Saturday, August 11, 2007

I'm Just Going To Sing

Dedicated to Gracie Howse

I'm just going to find joy
In what I've got
In what I see
In front of me
I'm just going to let go
Of what I've fought
Of what I've grieved
Inside of me
I'm just going to realize
That we're all the same
Say goodbye to the pain
And delight in the rain
I'm just going to ride on
And make my way
And I will pray
Forget yesterday
I'm just going to work hard
For what I dream
What's right for me
That's how I'll be
I'm just going to rise up
And face the world
And bless the world
Be a good girl

For when my walls are crashing down around me
And all I want to do is run, run away
All I have to do is close my eyes
And sing this song again.

Finding joy in what I've got is about not regretting what my life is now. What I see in front of me is my family, my health, opportunities to express my passions, so much good. Letting go of what I've fought is about the experiences and memories that fill me with rage. I want to let those go. What I've grieved refers to loss - the loss of my friend Jocelyne, the loss of trust in my relationship, the loss of never having a baby again after my tubes are tied, stuff like that.

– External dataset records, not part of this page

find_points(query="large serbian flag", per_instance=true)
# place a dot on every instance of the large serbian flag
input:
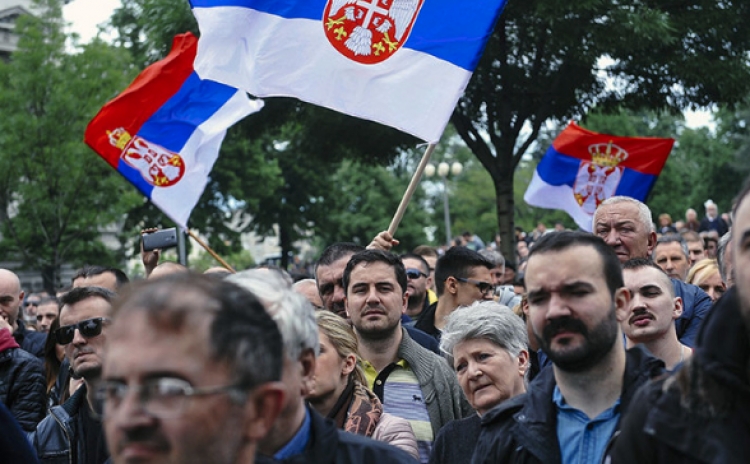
(163, 133)
(403, 63)
(583, 168)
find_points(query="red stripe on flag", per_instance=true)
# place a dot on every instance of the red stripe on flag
(143, 97)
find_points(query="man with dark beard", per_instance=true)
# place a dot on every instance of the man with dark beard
(575, 286)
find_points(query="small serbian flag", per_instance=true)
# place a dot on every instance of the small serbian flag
(163, 133)
(582, 169)
(403, 63)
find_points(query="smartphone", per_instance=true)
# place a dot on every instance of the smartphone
(161, 239)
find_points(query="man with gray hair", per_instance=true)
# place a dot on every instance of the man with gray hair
(625, 224)
(190, 374)
(672, 255)
(299, 432)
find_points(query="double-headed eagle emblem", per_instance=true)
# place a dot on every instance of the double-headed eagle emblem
(369, 31)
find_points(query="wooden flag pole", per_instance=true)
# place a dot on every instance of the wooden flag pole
(211, 252)
(410, 190)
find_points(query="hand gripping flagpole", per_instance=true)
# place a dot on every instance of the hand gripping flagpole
(410, 190)
(211, 252)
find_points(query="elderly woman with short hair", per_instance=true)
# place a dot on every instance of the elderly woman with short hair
(487, 345)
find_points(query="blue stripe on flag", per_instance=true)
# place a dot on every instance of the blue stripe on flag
(291, 9)
(558, 169)
(174, 123)
(451, 31)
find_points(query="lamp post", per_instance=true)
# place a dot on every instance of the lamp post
(443, 170)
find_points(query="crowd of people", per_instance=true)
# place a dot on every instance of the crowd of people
(628, 344)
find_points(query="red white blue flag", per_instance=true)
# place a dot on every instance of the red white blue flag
(582, 169)
(164, 132)
(403, 63)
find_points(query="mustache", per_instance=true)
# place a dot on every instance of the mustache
(563, 324)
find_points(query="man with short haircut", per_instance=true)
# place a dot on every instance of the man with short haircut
(329, 274)
(418, 281)
(572, 410)
(71, 431)
(463, 277)
(700, 413)
(625, 224)
(411, 382)
(672, 255)
(190, 374)
(649, 318)
(99, 276)
(329, 271)
(46, 313)
(696, 247)
(11, 297)
(300, 434)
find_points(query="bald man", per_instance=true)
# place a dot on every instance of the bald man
(11, 297)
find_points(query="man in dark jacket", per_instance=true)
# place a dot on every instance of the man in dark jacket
(11, 297)
(626, 225)
(700, 414)
(22, 387)
(575, 286)
(71, 433)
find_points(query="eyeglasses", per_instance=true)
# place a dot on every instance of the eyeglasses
(163, 397)
(484, 287)
(414, 274)
(88, 328)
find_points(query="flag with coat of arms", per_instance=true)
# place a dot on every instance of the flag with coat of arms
(164, 132)
(583, 168)
(403, 63)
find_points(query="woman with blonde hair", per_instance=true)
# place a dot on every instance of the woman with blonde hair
(340, 391)
(705, 274)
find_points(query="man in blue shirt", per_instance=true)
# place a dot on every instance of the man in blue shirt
(575, 286)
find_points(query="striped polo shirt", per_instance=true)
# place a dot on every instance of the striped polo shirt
(399, 391)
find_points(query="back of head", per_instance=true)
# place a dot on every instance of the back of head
(560, 241)
(458, 262)
(291, 311)
(241, 334)
(377, 256)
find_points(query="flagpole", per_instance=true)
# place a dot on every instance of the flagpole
(211, 252)
(410, 190)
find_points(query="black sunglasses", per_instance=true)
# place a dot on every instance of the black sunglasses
(484, 287)
(414, 274)
(88, 328)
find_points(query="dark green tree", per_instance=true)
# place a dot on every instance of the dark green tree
(56, 195)
(550, 60)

When I realize that we're all the same, I'm talking about how we are glasses full from the endless ocean of God. We are all of the same divine source. And we are all capable of unlimited abundance and creations as little pieces of God. We are all connected because everything is created by God and God inside of us. That means all our man-made stuff is sacred too because it was created by God in all of us. And we can take pride in what others have created because they are us and we are them.

When I say goodbye to the pain, I'm using the realization that we're all the same to forgive and show love. Delight in the rain - that's me celebrating every wonder of life including the wonder of rain, which I generally never celebrate.

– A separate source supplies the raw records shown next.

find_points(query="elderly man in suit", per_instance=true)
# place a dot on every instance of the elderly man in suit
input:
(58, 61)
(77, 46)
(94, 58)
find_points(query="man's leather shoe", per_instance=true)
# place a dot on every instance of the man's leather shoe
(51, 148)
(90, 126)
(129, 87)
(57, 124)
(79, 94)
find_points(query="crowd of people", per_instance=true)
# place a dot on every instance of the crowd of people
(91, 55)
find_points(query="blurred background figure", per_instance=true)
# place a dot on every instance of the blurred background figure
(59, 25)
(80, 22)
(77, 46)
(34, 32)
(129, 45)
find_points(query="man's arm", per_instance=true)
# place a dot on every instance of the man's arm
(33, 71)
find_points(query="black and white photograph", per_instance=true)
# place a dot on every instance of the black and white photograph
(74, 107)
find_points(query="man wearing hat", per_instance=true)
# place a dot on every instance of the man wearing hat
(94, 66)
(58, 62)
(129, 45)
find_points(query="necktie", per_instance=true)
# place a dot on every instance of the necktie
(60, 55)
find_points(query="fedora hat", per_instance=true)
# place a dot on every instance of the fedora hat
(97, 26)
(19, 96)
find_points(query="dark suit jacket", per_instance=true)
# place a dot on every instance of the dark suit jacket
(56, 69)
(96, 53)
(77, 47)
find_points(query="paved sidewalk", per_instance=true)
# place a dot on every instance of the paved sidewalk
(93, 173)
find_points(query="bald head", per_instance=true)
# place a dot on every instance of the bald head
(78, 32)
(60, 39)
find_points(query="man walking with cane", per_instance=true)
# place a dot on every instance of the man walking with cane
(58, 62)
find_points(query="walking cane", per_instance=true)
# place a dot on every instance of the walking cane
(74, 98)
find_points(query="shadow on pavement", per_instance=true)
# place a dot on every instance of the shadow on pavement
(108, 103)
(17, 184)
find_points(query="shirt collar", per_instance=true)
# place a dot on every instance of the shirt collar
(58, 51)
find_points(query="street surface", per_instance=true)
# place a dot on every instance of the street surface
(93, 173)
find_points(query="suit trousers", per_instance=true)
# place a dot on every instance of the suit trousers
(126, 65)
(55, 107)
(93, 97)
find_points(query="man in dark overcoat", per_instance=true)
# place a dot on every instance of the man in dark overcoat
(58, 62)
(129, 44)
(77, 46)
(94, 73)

I'm riding on - a Harley, a wave, a skateboard - it doesn't matter what I'm riding on, but I'm going to make my way. This means I will be liberated from controlling every aspect of my life. I will trust that our universal source will take care of the details for me as I find joy in life. I will pray along the way - not, "dear God, please bless Mommy and Daddy and this food we are eating" but "dear God, thank you for all that I have." But to be thankful I have to forget yesterday. Mourning about yesterday does not make me feel thankful. It makes me miserable.

So to have focus in my life, I'm going to work hard for what I dream - be that a home on an acreage, a book deal, laughter, friendship, or love. I will work hard for all my dreams. I will choose the dreams I have for myself, not the dreams others have for me. They will be dreams that are right for me. That's how I'll be. I will spend more time on writing my book. I will do what I love to do and let God take care of the details, and trust that I will realize all my dreams.

So I will just rise up and face the world - strong because I know we are all the same. And my fruits will bless the world because I am a piece of God, and anything I create out of love and passion will only naturally bless the world.

So I will be a good girl - good to everyone because I will have forgotten the past.